In fact, the city is overrun. The event covers 16 venues, 51 theatres and features 2,500 screenings, in just 10 days. There are endless posters – all featuring a bear in different locations around Berlin. While more prosaically perhaps, each of the 400 odd films has to be safely transported from whatever country they were made in to the relevant venue for their very short run.
The digitisation of this entire process has gradually taken hold of this 66 year old event and has led to many changes in the way things are done. “We used to have a lot of work to do after the festival was over sending films back,” an individual in the Berlinale Film Office, who has worked on the event for last three years, tells me. Now, of course, they can just be deleted.
However, instead of spending a lot of time with the postal services, the mammoth modern task is transferring films from location to location digitally and making sure they’re converted into the official Digital Cinema Packages (DCP). Security is also a big concern – with encryption at the heart of operations – as there are a lot of justified fears around piracy.
Colt Technology Services, which organised my trip, has been the official digital network cinema partner for nine years and has just signed up for another three. It has provided the fibre optic network and collocation services at its data centre in Berlin. Other technology partners include ARRI, Dell EMC, Dolby, Aspera (an IBM company) and Rohde & Schwarz. And the whole event provides an interesting example of digitisation in action because – like the flurry of activity around the Berlinale itself – it requires absolutely up-to-the minute IT services for a tiny window only.
“The festival represents where we’re taking Colt as a company,” says Carl Grivner, Colt’s CEO of one year, during a press briefing. This is partly down to the strategic emphasis on software-defined networking – of which Grivner was a pioneer during his previous tenure at Pacnet – and the aim is to allow customers to make flexible adjustments of their bandwidth based on demand.
For the Berlinale, the bandwidth needs a big increase when the films begin to arrive in the Autumn, Colt explains. In the weeks leading up to festival, when the number of films arriving reaches a peak, the bandwidth needs to be 10Gbit/s. While for the duration of the event the bandwidth is increased as needed from between 1Gbit/s to 10Gbit/s.
At the end of a long day, we visit the Berlinale Film Festival Cinema where Ove Sander, Berlinale technical director of digital cinema stands in front of a real movie red curtain to explain how the glut of data is received in encrypted batches and stored temporarily on a local server. The rotation process needs to be very tight because storage is strictly limited, he says.
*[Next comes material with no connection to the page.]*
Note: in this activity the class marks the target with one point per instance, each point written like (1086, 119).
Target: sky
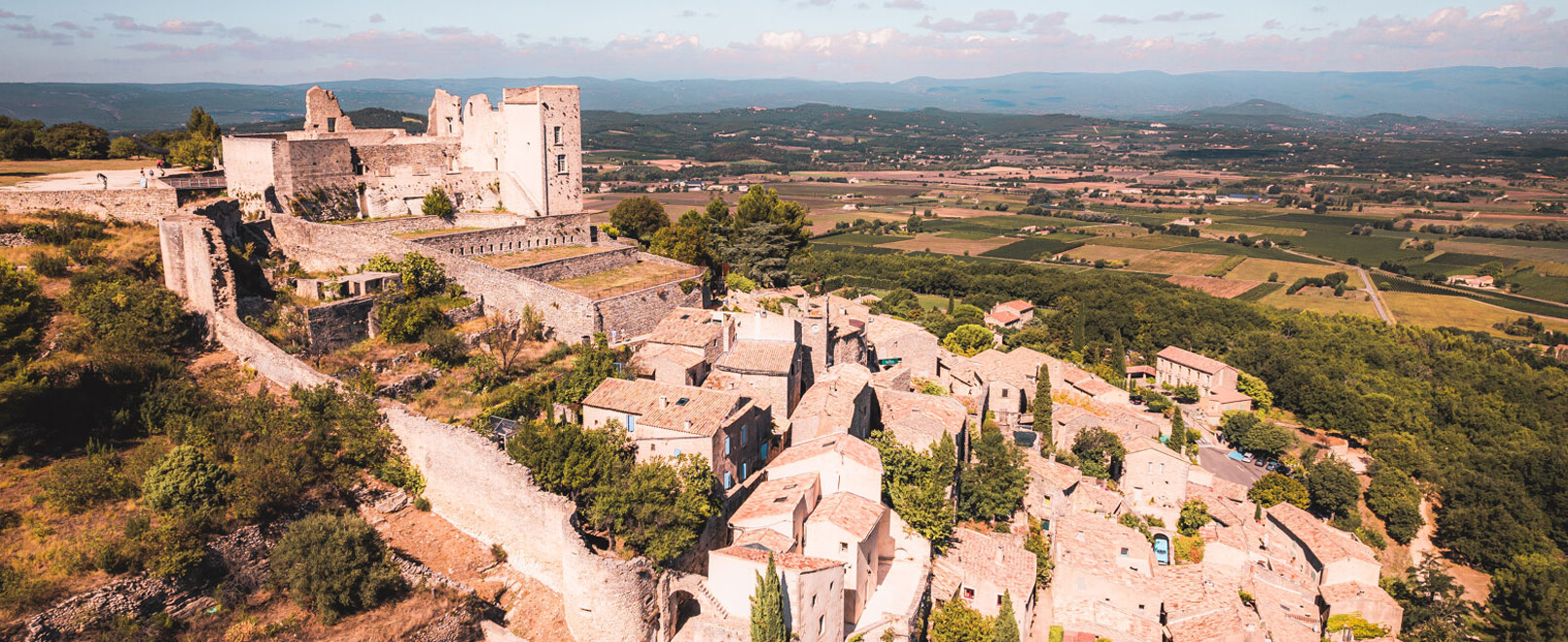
(287, 41)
There used to be an issue with testing encryption keys, add Sander, but software to automate this process has since been developed and now it is easy to generate, test and send keys to the relevant venue together with the film. In fact, security is such a premium in the industry that projectors are starting to include their own storage systems to prevent potential theft of the material in transit.
Before we get up to leave, we get a chance to go through the back of the cinema and into the projection room itself. It looks just like any other functional work station. The difference is behind all the equipment is an oblong glass window looking out onto the big screen.